Tangan Maxy Junior masih meraba paha Celine Quade meski ia tidak bergerak semakin dalam dan semakin jauh lagi. Begitu dekat wajah laki-laki itu dengan wajah Celine Quade. Tercium aroma parfum caramello yang begitu menggetarkan sukma. Terdengar desahan napas yang lemah lembut di telinga Celine Quade. Namun, kesadaran Celine Quade yang masih waras memintanya untuk segera keluar dari pub tersebut.
Kini Maxy Junior mengecup ringan telinga Celine Quade dan berbisik, "Pulanglah… Anggap saja cokelat tadi pagi tidak pernah kauberikan padaku. Dunia kita berdua sungguh tidak cocok."
"Aku… Aku… Aku tidak begitu mengenal jalan pulang. Ini sudah di luar Jakarta," kata Celine Quade masih tergagap-gagap.
"Oke… Akan kuminta salah satu pengawalku mengantarmu pulang…" kata Maxy Junior lagi. Dia bergerak menjauh dan mengeluarkan ponselnya. Kali ini Celine Quade bisa sedikit bernapas lega.
Tampak Maxy Junior mengetik-ngetik sesuatu pada ponselnya. Tak berapa lama kemudian, masuklah seorang bodyguard wanita, sepertinya orang Papua, dalam usia pertengahan empat puluhan, ke dalam ruangan tersebut. Tampak si bodyguard wanita berseragam cukup formal.
"Antarkan dia balik ke Jakarta. Turunkan saja di Bundaran HI. Habis itu, kau kembali lagi ke sini…" kata Maxy Junior santai.
"Baik, Maxy…" kata si bodyguard wanita. Maxy Junior menganggukkan kepalanya sembari menampilkan senyuman menawan yang menjadi ciri khasnya. Kemudian, ia memberikan isyarat mata kepada si bodyguard wanita itu untuk melakukan sesuatu.
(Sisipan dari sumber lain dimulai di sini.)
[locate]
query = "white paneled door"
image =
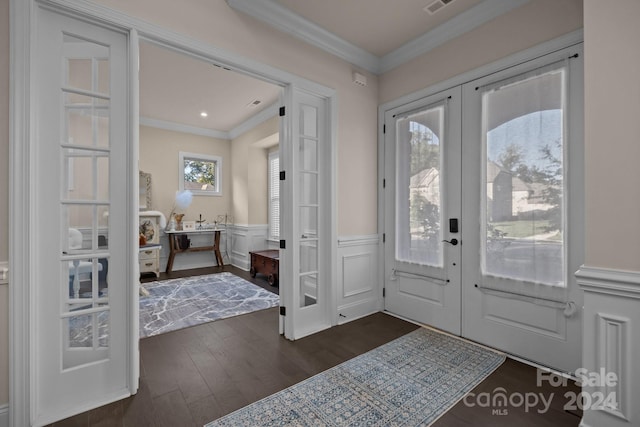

Mendadak nan sekonyong-konyong, si bodyguard wanita membongkar tas tangan yang dibawa oleh Celine Quade. Dia mengeluarkan dua ponsel Celine Quade dari dalam tas dan membantingnya ke lantai. Juga dengan sekali injak, bodyguard wanita itu berhasil menghancurkan dua ponsel tersebut. Terdengar Celine Quade sedikit memekik tertahan ketika bodyguard wanita itu kini menggeledah seluruh isi tasnya dan juga sekujur badannya.
"Nanti sesampainya di Bundaran HI, dia akan memberimu ponsel yang baru. Pulanglah…" Masih tampak senyuman menawan Maxy Junior ketika dia sedikit mendorong tubuh Celine Quade untuk keluar dari ruangannya.
Maxy Junior kemudian mengetik-ngetik sesuatu lagi pada ponselnya. Tak berapa lama lagi, seorang gadis belia dengan pakaian yang begitu minim, yang nyaris telanjang, dengan dipakaikan penutup mata, dituntun masuk ke dalam ruangan eksekusinya malam itu.
Bulu kuduk Celine Quade berdiri dan ia sungguh merasa bergidik. Ia sedikit banyak bersyukur bukan dialah yang akan dieksekusi oleh Maxy Junior di dalam ruangan karaoke itu. Ingin sekali ia menceritakan apa yang dilihat dan dialaminya kepada teman-temannya besok pagi di sekolah. Namun, kedua ponselnya telah dihancurkan. Tanpa bukti, hanya sedikit yang akan percaya dengan ceritanya. Celine Quade menghela napas panjang. Dia yang berasal dari kalangan biasa-biasa saja tentu takkan menang melawan mereka yang berasal dari kalangan atas seperti Maxy Junior Tanuwira itu.
Remiak ketakutan menggelimuni beranda hati Celine Quade Tjandra. Ia berjalan keluar dari pub tersebut dan masuk ke dalam sebuah mobil yang telah ditentukan untuknya.